What might also be helping him — and is more difficult to measure and quantify — is deception. Hader’s delivery can look like a whirl of skinny flailing arms and legs, and all that commotion can fluster opposing batters. If the opposing hitter needs a fraction of a second longer to pick up the ball out of the delivery, it’s an advantage for the pitcher.

Hader told FiveThirtyEight that when he entered pro baseball, he weighed only 135 pounds.

“For me as a young guy, just being very small, I needed all the help I could to get my arm to throw faster and harder,” Hader said of his funky delivery.

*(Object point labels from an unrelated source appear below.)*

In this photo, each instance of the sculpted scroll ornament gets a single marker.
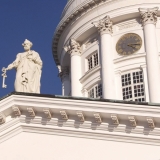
(73, 47)
(149, 15)
(104, 25)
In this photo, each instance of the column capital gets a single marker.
(73, 48)
(104, 25)
(148, 15)
(64, 73)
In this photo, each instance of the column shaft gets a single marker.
(107, 66)
(149, 20)
(76, 86)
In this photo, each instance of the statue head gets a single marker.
(27, 45)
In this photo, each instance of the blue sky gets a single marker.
(35, 20)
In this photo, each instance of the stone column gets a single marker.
(104, 27)
(66, 85)
(144, 69)
(118, 85)
(76, 72)
(149, 20)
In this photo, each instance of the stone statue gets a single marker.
(28, 67)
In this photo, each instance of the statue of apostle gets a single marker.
(28, 67)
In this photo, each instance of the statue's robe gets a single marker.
(28, 66)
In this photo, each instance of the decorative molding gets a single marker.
(114, 119)
(128, 24)
(148, 15)
(16, 111)
(104, 26)
(2, 118)
(64, 115)
(87, 44)
(132, 121)
(31, 112)
(89, 73)
(47, 113)
(80, 116)
(73, 48)
(97, 118)
(150, 123)
(64, 74)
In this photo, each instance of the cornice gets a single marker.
(90, 128)
(82, 130)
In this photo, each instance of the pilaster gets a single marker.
(149, 20)
(104, 28)
(74, 50)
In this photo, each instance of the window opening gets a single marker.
(133, 86)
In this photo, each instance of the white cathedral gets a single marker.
(107, 54)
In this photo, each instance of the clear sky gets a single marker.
(35, 20)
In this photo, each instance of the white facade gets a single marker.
(79, 22)
(38, 127)
(49, 127)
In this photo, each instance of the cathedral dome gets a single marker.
(100, 47)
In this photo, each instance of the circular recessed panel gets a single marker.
(129, 44)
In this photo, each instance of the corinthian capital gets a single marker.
(104, 25)
(64, 73)
(73, 47)
(148, 15)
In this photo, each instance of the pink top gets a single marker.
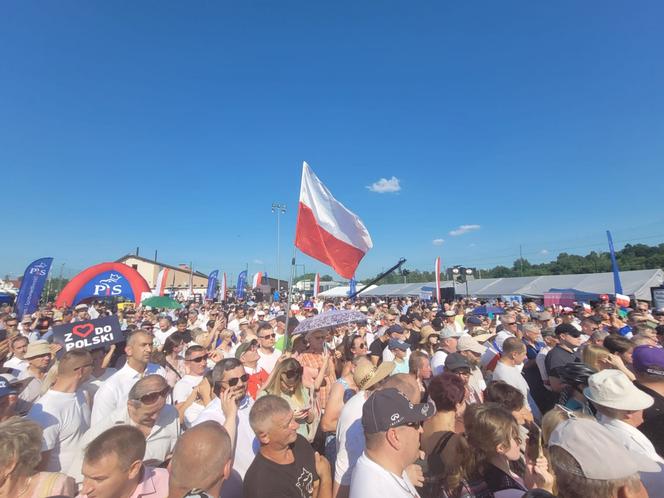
(154, 484)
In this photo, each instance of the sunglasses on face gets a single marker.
(233, 382)
(150, 398)
(198, 359)
(294, 373)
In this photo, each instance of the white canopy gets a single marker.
(635, 283)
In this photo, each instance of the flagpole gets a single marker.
(290, 299)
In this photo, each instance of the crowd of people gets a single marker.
(416, 399)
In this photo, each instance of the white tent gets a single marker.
(635, 283)
(343, 291)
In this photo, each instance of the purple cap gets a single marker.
(648, 360)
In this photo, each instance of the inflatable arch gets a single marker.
(103, 280)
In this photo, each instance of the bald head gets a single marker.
(200, 458)
(405, 383)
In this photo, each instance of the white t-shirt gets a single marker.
(114, 392)
(438, 362)
(370, 479)
(268, 361)
(159, 443)
(247, 445)
(350, 438)
(512, 376)
(160, 337)
(181, 392)
(94, 383)
(64, 417)
(16, 364)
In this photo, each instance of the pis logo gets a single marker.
(108, 286)
(39, 269)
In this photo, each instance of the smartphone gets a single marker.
(534, 443)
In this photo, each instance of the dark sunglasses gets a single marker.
(198, 359)
(233, 382)
(150, 398)
(294, 373)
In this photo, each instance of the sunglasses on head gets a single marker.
(150, 398)
(233, 382)
(294, 373)
(198, 359)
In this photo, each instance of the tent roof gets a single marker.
(343, 291)
(635, 283)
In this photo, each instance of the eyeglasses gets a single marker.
(294, 373)
(198, 359)
(233, 381)
(150, 398)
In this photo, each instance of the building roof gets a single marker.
(164, 265)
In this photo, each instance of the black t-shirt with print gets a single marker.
(296, 480)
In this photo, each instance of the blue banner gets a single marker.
(353, 286)
(614, 265)
(213, 277)
(32, 285)
(241, 281)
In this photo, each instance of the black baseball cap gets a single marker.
(389, 408)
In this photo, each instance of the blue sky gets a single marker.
(175, 125)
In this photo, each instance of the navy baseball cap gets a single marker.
(389, 408)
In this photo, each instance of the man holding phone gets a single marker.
(230, 408)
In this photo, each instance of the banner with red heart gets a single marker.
(83, 330)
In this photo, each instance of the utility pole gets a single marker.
(278, 208)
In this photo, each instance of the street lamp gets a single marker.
(278, 208)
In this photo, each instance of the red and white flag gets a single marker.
(222, 289)
(326, 230)
(622, 300)
(316, 284)
(162, 278)
(437, 270)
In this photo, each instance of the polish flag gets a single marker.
(326, 230)
(222, 290)
(162, 278)
(437, 270)
(316, 284)
(622, 300)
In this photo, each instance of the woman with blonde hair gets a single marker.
(286, 382)
(493, 441)
(20, 455)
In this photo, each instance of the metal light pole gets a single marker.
(278, 208)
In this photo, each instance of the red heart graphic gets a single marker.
(83, 330)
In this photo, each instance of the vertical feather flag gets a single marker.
(437, 271)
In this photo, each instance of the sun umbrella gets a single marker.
(161, 302)
(488, 310)
(328, 319)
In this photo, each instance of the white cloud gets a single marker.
(464, 229)
(385, 186)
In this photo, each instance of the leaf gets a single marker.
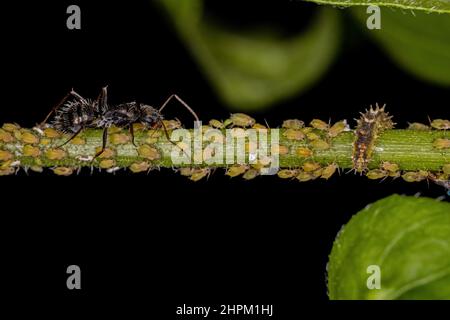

Some coaches in his amateur career and early in his pro career suggested that he change his awkward throwing motion, but the Orioles (who drafted him) and later the Brewers each had Hader undergo biomechanical evaluations, which found that his mechanics place below-average stress on his elbow and shoulder.

“This just came naturally for me,” Hader said. “I think everyone is different. Everyone has a different type of arm slot and feel.”

As for explaining his success?

“I think it’s a little bit of everything,” Hader says.

It all adds up to an offering that has become one of the most unhittable fastballs of the pitch-tracking era.